KNIME workshop on clustering molecules
The latest RSC CICAG Open-Source Tools for Chemistry Workshop is now on YouTube. RSC CICAG Open Source Tools for Chemistry :- Clustering using KNIME.
Clustering is an invaluable cheminformatics technique for subdividing a typically large compound collection into small groups of similar compounds. One of the advantages is that once clustered you can store the cluster identifiers and then refer to them later, this is particularly valuable when dealing with very large datasets. Clustering is often used in the analysis of high-throughput screening results, or the analysis of virtual screening or docking studies.
There is a comparison of clustering options here.
The previous 14 workshops are available on a CICAG YouTube playlist.
You can still register for next months workshops here https://www.eventbrite.com/e/open-source-tools-for-chemistry-workshops-tickets-156431429617.
RSC CICAG KNIME workshop materials
Just got this message from Greg Landrum
The workshop tomorrow will have a hands-on component. This isn't mandatory, but I think you'll get more from the workshop if you follow along with what we're doing in your own local copy of the workflow.
In order to get you started and make sure that you have all the KNIME pieces that you need installed, I created a space in the public KNIME hub for the workshop and have uploaded some introductory material there:
If you are logged into the KNIME hub (registration is free), you can download the workflow and data by simply using the download button:
Once you've downloaded the workflow package, you should be able to import everything into the KNIME Analytics Platform by double clicking the "ClusteringIntro.knar" file which is downloaded.
If for some reason you don't want to register, then you'll need to navigate to the page for the workflow and the Data folder, download everything individually, and import them into KNIME Analytics Platform manually. You should be able to find information online for how to do this, but I won't be able to help you with this during the workshop due to time constraints.

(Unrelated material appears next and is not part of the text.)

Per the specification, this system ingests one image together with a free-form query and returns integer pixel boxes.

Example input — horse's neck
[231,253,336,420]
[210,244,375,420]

When you open the 01_Clustering workflow, you may be asked if you want to install missing extensions. Please do this in order to ensure that you have everything necessary to follow along during the workshop. Everything we install as part of this process is free and open source.
Shortly before the workshop starts I will share an additional workflow which we'll use for the main part of the workshop. I'll give you this link during the workshop.

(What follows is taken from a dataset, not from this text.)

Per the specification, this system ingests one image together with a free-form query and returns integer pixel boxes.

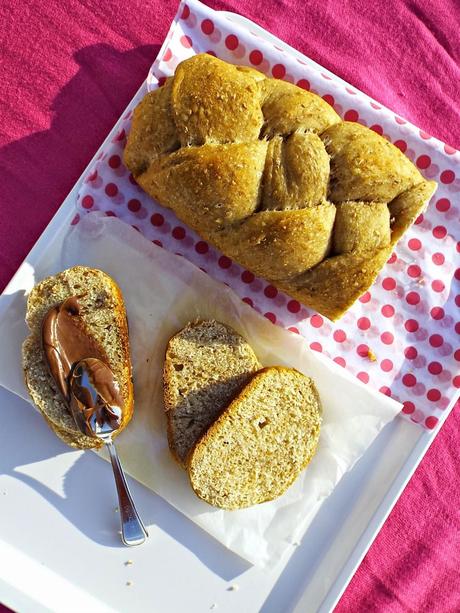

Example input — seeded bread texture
[163,320,260,467]
[188,366,321,510]
[22,266,133,449]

Note that the sample workflows we are using were created with KNIME 4.4 (the version released this summer). For workshops like this we like to use recent versions of KNIME so that we can show you the newest features and capabilities. If you have an older version of KNIME things may or may not work correctly and you may have to replace one or more of the nodes with older equivalents.

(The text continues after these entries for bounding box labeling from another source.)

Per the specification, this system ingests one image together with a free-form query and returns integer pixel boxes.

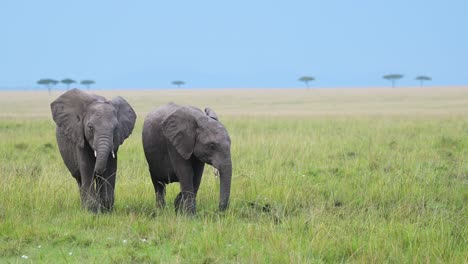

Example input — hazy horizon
[0,0,468,90]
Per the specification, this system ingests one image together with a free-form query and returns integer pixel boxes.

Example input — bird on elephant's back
[50,89,136,213]
[142,103,232,213]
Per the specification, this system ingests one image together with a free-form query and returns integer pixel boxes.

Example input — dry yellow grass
[0,86,468,118]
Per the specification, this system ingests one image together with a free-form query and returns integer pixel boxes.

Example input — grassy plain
[0,87,468,263]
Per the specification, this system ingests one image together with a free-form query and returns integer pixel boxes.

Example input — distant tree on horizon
[298,76,315,88]
[415,75,432,88]
[80,80,96,90]
[60,78,76,91]
[172,81,185,88]
[382,74,403,88]
[37,78,58,95]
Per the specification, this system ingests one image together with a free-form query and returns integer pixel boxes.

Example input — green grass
[0,89,468,263]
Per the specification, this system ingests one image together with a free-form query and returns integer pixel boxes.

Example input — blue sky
[0,0,468,89]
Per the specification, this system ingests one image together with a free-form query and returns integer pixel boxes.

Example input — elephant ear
[111,96,136,147]
[205,107,219,121]
[162,108,197,160]
[50,89,102,147]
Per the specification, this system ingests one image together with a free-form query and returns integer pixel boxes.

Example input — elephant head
[163,107,232,211]
[51,89,136,175]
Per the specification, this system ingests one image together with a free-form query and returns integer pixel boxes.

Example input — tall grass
[0,89,468,263]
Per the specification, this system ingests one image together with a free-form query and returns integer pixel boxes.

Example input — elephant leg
[154,181,166,208]
[169,149,196,214]
[78,153,98,213]
[192,158,205,197]
[96,157,117,212]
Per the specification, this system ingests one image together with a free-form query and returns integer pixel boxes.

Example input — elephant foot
[156,197,166,208]
[81,205,99,214]
[174,192,196,215]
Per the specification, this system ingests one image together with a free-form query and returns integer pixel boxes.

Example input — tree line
[298,73,432,88]
[37,78,96,94]
[37,73,432,94]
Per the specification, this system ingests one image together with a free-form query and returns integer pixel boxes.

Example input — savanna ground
[0,87,468,263]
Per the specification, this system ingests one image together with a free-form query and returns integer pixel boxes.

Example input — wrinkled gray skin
[143,103,232,214]
[50,89,136,213]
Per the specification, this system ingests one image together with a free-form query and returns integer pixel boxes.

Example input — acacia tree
[298,76,315,88]
[415,75,432,88]
[60,78,76,91]
[382,74,403,88]
[172,81,185,87]
[80,80,96,90]
[37,78,58,95]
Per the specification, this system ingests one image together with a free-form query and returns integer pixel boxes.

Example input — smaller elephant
[142,103,232,214]
[50,89,136,213]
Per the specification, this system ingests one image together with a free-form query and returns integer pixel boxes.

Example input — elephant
[142,103,232,214]
[50,89,136,213]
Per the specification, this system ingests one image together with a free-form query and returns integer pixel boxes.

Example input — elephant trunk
[94,136,114,175]
[217,161,232,211]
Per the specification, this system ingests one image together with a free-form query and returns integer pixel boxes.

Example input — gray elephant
[143,103,232,214]
[50,89,136,213]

You can download KNIME here https://www.knime.com/downloads
Workshop on Open-Source Tools for Chemistry
Just a couple of notes for software installs prior to the event for those attending the free online Workshop on Open-Source Tools for Chemistry 9-13 November 2020.
Monday 13-30 to 15-30 Cheminformatics and Data Analysis using DataWarrior (Isabelle Giraud)
DataWarrior can be downloaded from here http://www.openmolecules.org/datawarrior/download.html
The training files can all be downloaded from here
Monday 16 - 00 to 18-00 Molecular visualisation using Pymol (Garrett Morris)
Software to install:
PyMOL via Conda:
Conda: https://www.anaconda.com/distribution/
or Miniconda: https://docs.conda.io/en/latest/miniconda.html
https://anaconda.org/psi4/pymol or https://omicx.cc/2019/05/26/install-pymol-windows/
PyMOL via MacPorts:
http://www.ub.edu/cbdd/?q=content/installing-pymol-macports
% sudo port install tcl -corefoundation
% sudo port install tk -quartz
% sudo port install pymol
PyMOL from GitHub:
https://github.com/schrodinger/pymol-open-source
Tuesday 11 to 13-00 Chemistry in the cloud: leveraging Google Colab for quantum chemistry (Jan Jensen)
Participants should download Chrome and have a Google account
Participants should make sure they can access this page: https://bit.ly/37fIYbp.
Some basic degree of Python proficiency is required for the course
It would be great if participants could fill out this survey https://forms.gle/pjwsnJTb4X6QpiHK9 early enough to help me design the course
Wednesday 13-30 to 15-30 Accessing biological and chemical data in ChEMBL (Anna Gaulton)
Requires a modern web-browser (with javascript not blocked) such as Chrome/Safari
Thursday 16-00 to 18-00 Fragment based screening, XChem at Diamond (Rachel Skyner)
Requires Chrome web browser, if there is time Rachel would like to give an introduction to the new Python API, we can go through the installation at the workshop but you must have Anaconda installed.
Friday 11-00 to 13-00 An introduction to KNIME workflows (Greg Landrum)
Knime can be downloaded here https://www.knime.com/downloads
Registration This event will be free to attend but registration is required.
More details and registration can be found here https://www.rsc.org/events/detail/43180/workshop-on-open-source-tools-for-chemistry.
Last Updated 28 October 2020
Workshop on Open-Source Tools for Chemistry
All scientists working in chemistry need software tools for accessing, handling and storing chemical information, or performing molecular modelling and computational chemistry. There is now a wealth of open-source tools to help in these activities; however, many are not as well-known as commercial offerings. This workshop offers a unique opportunity for attendees to try out a range of open-source software packages for themselves with expert tuition in different aspects of chemistry.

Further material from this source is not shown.